Say you flipped a coin in the air and caught it in a closed hand. Just before you smack it on the table for a dramatic reveal, what do you expect to see when you pull back your hand? You do expect to see a coin, and not rose petal. You have a clear expectation about the shape, the size, the color of the coin. But when looking at the details on the back of the coin, what will you see? A number? Maybe. A head? Maybe. A completely blank coin? Probably not.

The model of the world that we hold in our head is predictive. It is not just that we represent the current state of our senses in some manner, we directly make predictions about what we will see, hear and feel next. But there is a lot of information about the world that we at the same time do want to represent in our head, but can not now exactly. Is the coin we threw heads or tails? Our model of the world is not just predictive, but probabilistic. If I reveal the coin, I am neither surprised when I see a number, nor am I surprised when I see a head. But I am surprised when the coin suddenly is replaced by a different object.

How can we implement this in an NN architecture?

Don’t Predict, Judge

I could just train a function that produces a prediction for the next frame of video from the current frame of video (or maybe rather predicts embedding from embedding). But if I were to present this model with a video of the above coin throw scenario, it would have no way to represent it’s expectation about the frame of video where the coin is revealed. It could predict one option, or the other, or maybe predict some visual mixture of the two to minimize the expected loss, but it could not represent in any way the certainty that either the frame will show one or the frame will show the other, but definitely not anything else.

However, we could instead train a function which does not directly go from the current video frame to a prediction for the next video frame, but rather simply takes as it’s inputs the current video frame and some potential next video frame, and judges whether this is a good prediction or not, i.e. whether it would be a surprising continuation of the video. If given the frame before the coin reveal, and a frame of the coin revealed as heads, it would learn not to be surprised. If given the frame before the coin reveal, and a frame of the coin revealed as tails, it would learn to neither be surprised. If however given the frame before the coin reveal, and a frame of the coin revealed as blank, or with no coin, or with a rose petal, etc., it would learn to be surprised.

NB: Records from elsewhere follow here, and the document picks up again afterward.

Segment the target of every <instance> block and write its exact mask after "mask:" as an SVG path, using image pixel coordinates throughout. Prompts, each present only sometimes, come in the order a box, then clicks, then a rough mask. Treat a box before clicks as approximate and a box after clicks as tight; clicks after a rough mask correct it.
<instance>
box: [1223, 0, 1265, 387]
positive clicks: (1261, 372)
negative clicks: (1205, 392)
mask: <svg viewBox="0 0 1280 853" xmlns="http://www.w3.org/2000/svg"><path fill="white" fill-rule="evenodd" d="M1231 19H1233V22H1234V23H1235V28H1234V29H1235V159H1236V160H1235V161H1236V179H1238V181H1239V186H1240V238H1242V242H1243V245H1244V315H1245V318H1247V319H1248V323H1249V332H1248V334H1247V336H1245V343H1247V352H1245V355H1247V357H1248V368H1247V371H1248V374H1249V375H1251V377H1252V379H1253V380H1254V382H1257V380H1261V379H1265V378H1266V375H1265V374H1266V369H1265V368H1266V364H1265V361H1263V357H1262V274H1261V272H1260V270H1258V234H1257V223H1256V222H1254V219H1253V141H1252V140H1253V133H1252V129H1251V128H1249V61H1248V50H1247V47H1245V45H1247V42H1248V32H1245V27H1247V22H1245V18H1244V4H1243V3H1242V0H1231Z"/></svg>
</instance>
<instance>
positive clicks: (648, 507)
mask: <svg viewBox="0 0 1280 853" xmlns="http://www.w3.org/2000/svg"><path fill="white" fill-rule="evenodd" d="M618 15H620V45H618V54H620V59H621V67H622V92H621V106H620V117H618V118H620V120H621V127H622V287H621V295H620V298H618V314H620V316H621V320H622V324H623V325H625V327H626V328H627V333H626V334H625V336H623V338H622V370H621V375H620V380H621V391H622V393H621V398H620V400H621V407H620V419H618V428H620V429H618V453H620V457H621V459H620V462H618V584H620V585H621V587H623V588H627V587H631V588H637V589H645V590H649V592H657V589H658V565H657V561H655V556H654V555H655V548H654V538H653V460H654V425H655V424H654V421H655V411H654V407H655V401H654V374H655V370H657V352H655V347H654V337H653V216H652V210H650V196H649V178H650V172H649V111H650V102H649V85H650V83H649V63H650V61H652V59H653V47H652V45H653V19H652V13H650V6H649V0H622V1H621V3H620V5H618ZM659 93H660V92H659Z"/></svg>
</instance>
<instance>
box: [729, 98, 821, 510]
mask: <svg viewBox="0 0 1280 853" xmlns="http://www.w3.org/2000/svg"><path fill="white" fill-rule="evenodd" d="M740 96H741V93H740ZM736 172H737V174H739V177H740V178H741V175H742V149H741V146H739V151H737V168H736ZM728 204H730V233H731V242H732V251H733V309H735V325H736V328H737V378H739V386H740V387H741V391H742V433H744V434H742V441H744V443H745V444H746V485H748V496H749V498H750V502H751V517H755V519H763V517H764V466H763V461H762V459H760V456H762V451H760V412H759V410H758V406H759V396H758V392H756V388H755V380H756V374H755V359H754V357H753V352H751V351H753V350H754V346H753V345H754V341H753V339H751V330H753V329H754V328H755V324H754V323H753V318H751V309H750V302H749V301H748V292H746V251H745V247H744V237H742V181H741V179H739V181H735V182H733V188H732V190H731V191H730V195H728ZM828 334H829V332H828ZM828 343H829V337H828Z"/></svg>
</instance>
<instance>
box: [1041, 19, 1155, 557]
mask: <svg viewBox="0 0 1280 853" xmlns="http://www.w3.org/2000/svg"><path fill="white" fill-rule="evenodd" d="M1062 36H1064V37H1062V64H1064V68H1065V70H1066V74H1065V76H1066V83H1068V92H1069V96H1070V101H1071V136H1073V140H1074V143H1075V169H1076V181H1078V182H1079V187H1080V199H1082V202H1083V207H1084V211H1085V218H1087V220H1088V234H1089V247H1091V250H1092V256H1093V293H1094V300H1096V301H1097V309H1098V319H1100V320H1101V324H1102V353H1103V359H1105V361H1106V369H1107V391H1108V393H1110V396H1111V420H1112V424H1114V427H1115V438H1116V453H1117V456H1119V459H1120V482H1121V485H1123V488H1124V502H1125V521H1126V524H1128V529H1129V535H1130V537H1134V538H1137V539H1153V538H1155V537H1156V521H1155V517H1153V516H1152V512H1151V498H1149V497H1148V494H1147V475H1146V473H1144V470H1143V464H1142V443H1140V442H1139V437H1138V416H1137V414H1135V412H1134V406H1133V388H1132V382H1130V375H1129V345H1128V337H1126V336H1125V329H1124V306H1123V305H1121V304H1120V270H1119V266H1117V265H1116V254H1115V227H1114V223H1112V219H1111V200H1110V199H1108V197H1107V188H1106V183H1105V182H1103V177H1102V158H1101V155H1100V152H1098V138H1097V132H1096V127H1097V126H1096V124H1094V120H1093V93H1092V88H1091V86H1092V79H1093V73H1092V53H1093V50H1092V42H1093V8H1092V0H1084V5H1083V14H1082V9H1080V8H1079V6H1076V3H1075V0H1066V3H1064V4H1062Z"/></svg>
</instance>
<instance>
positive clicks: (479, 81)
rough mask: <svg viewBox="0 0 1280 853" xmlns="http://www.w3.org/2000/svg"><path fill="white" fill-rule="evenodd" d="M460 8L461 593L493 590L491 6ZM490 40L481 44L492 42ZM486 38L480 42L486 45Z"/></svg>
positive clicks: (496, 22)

Now, if this “surprisal” (aka. energy) function is differentiable (say some NN), and the embedding space of the video frames not too rugged (say very high-dimensional), we can simply use, at runtime, gradient descend to arrive at a concrete prediction about most visual information to come, i.e. that there will be a coin on the table, it’s shape and size and color. And we can sample one of the possible predictions of what the coin will show, if we want.

Also of note, contrary to other possible approaches to allow for encoding of distributions in the embedding space of a NN, with this surprisal function approach, encoding continuous distributions is just as easy as encoding discrete distributions. Or rather, our surprisal function always represents a continuous distribution over the whole embedding space, with discrete distributions being the limit case of low energy being highly localized.